MSU students honor legacy of Starkville’s pioneering Black physician through digital preservation efforts

Account of discussion on Dr. Douglas L. Conner’s legacy during a community-engaged learning project. (Photo submitted)

STARKVILLE, Miss.—Recently, students at Mississippi State University who were part of a community-engaged learning class held a gathering in downtown Starkville to showcase their digital humanities project honoring Dr. Douglas L. Conner, a prominent civil rights activist and one of the early Black physicians in Starkville.

The initiative was spearheaded by students in a digital ethnic studies course led by Dhanashree Thorat, an assistant professor in MSU’s English Department.

“Students were urged to utilize their communication skills within the local setting. Through this digital endeavor, students gained insight into the civil rights movement in our community, with hopes that Dr. Conner’s significant contributions are preserved for future generations,” mentioned Thorat.

Collaboratively, students curated a digital exhibit detailing Conner’s life, incorporating student essays referencing his autobiography “A Black Physician’s Story,” archival documents, and scholarly works exploring desegregation, economic boycotts, protests, lawsuits, and political activism in the civil rights era.

Reflecting on her involvement, Sydney Bowen-Sweet, a senior English major from Kosciusko, shared, “My essay centered on the challenges faced by Black educators post-school desegregation.
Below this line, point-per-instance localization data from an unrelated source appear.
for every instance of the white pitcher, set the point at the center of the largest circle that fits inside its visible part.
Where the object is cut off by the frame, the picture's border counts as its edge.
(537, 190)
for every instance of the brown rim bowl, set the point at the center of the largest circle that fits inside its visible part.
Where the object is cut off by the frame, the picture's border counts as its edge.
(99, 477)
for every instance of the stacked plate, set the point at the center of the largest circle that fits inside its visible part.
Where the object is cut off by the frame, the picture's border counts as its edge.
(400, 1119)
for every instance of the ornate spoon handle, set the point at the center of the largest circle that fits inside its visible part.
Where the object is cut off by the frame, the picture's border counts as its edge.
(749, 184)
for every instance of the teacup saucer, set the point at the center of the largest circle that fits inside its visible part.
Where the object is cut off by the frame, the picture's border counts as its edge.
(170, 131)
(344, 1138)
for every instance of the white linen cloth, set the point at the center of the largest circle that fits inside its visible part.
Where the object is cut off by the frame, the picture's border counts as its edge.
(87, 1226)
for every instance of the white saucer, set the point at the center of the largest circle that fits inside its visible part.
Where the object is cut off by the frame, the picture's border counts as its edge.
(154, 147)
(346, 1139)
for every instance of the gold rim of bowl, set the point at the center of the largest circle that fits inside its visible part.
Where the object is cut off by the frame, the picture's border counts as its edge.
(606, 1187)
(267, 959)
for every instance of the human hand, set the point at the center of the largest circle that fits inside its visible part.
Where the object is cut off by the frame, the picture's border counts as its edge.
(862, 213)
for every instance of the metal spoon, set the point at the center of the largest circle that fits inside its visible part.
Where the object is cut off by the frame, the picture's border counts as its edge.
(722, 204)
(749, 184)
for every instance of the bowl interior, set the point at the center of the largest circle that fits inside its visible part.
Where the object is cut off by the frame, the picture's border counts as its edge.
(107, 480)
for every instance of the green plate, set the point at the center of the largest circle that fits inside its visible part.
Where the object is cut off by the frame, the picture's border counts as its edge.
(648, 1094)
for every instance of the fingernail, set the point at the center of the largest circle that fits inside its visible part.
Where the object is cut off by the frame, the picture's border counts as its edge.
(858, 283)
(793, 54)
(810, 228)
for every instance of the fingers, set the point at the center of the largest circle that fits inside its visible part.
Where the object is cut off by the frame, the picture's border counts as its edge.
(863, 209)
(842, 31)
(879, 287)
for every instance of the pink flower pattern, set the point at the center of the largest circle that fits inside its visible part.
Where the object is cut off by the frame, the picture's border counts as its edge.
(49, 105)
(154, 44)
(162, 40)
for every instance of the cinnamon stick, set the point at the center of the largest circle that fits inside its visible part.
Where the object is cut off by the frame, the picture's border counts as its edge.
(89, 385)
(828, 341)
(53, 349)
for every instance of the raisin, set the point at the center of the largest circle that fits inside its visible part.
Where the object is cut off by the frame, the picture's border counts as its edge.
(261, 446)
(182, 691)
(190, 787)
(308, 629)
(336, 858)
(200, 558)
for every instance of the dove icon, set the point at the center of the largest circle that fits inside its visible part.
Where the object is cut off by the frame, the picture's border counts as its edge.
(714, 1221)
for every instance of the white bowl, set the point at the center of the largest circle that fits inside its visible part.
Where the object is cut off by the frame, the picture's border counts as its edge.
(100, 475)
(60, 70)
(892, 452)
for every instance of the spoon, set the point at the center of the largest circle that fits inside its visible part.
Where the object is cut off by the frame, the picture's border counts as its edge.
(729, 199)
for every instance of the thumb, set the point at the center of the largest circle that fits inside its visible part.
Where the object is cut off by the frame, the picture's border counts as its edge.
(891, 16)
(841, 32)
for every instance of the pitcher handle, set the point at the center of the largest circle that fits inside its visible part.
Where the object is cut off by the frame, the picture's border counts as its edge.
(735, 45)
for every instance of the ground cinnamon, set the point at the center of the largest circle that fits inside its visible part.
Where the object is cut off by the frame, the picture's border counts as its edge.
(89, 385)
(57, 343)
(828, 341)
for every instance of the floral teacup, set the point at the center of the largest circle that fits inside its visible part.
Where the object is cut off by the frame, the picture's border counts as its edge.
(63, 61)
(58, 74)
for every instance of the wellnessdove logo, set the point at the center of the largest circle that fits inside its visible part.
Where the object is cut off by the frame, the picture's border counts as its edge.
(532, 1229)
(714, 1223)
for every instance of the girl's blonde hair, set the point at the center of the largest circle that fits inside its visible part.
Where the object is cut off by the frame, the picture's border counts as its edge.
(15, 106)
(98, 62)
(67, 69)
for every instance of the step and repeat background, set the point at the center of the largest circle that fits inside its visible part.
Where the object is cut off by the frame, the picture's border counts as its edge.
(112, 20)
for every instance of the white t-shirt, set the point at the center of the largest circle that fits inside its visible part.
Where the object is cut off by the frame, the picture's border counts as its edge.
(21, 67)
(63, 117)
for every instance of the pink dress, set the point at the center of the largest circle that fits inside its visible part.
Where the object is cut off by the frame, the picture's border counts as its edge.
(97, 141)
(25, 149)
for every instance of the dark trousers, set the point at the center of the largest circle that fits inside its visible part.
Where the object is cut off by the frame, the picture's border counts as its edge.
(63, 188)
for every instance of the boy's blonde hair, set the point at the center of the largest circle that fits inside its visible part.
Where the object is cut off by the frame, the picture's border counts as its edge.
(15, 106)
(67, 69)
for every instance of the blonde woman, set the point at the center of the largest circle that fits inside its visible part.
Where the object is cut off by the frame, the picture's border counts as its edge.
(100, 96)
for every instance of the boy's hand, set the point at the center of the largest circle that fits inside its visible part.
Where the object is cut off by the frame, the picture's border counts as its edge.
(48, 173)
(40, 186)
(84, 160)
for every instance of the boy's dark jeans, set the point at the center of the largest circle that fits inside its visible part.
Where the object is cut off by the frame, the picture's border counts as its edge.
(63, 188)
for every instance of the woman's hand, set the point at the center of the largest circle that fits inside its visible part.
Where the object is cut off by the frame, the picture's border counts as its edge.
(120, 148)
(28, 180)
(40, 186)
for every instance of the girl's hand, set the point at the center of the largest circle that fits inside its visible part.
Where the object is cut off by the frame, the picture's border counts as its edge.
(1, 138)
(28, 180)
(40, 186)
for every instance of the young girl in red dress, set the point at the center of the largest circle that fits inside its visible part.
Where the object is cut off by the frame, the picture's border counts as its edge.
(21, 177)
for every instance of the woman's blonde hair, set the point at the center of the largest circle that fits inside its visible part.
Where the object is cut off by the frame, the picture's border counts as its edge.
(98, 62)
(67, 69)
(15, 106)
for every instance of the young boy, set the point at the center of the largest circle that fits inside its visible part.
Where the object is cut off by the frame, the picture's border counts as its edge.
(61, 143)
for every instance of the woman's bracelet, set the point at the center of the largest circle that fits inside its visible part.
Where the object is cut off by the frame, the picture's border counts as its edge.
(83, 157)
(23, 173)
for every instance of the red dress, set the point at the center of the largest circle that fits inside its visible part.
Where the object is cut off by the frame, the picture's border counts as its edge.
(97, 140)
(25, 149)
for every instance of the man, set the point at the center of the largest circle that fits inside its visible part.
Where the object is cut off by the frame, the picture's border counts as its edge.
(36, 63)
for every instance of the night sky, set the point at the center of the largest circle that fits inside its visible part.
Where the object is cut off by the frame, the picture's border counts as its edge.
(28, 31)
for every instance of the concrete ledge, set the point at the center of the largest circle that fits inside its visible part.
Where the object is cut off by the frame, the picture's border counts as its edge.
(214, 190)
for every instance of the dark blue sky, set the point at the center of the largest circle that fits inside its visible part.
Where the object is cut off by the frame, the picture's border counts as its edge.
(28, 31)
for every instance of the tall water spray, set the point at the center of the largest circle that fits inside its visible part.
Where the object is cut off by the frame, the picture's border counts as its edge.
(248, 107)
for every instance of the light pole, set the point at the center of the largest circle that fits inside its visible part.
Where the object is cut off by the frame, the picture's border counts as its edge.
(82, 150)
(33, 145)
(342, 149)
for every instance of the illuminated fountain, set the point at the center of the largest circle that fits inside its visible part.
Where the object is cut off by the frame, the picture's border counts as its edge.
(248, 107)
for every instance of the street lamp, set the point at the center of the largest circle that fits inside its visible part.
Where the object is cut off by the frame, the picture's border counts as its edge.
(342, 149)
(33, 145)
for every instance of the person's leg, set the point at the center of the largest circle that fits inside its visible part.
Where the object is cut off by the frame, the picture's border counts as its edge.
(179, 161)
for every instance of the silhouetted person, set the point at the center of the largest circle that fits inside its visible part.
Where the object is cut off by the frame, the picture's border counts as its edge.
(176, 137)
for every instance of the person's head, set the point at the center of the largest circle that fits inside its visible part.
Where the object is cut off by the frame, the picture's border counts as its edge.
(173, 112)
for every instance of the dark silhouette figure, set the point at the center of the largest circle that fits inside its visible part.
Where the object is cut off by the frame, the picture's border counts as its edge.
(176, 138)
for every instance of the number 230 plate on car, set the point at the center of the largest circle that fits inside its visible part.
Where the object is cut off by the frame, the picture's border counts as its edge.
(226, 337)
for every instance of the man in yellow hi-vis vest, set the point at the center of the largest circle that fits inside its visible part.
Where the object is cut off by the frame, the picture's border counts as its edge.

It was eye-opening to learn about the decreased presence of Black educators in the district despite successful desegregation. Dr. Conner’s commitment to such causes even after desegregation was inspiring.”

During the event, community members contributed by transcribing Conner’s documents, recollecting memories of him, and listening to a speech from his daughter, Divian Conner. Additionally, there was a Black history tour of downtown Starkville led by Chris Taylor, a former NAACP chapter president.

James Durr, a junior English major who grew up in Starkville, expressed, “The project’s significance lies in shedding light on our local history and engaging with Dr. Conner’s narrative. Reading his archives and autobiography provided a glimpse into the events shaping Starkville. Interacting with community members emphasized the ongoing impact of past events. Contributing to such projects feels fulfilling due to their relevance to my community.”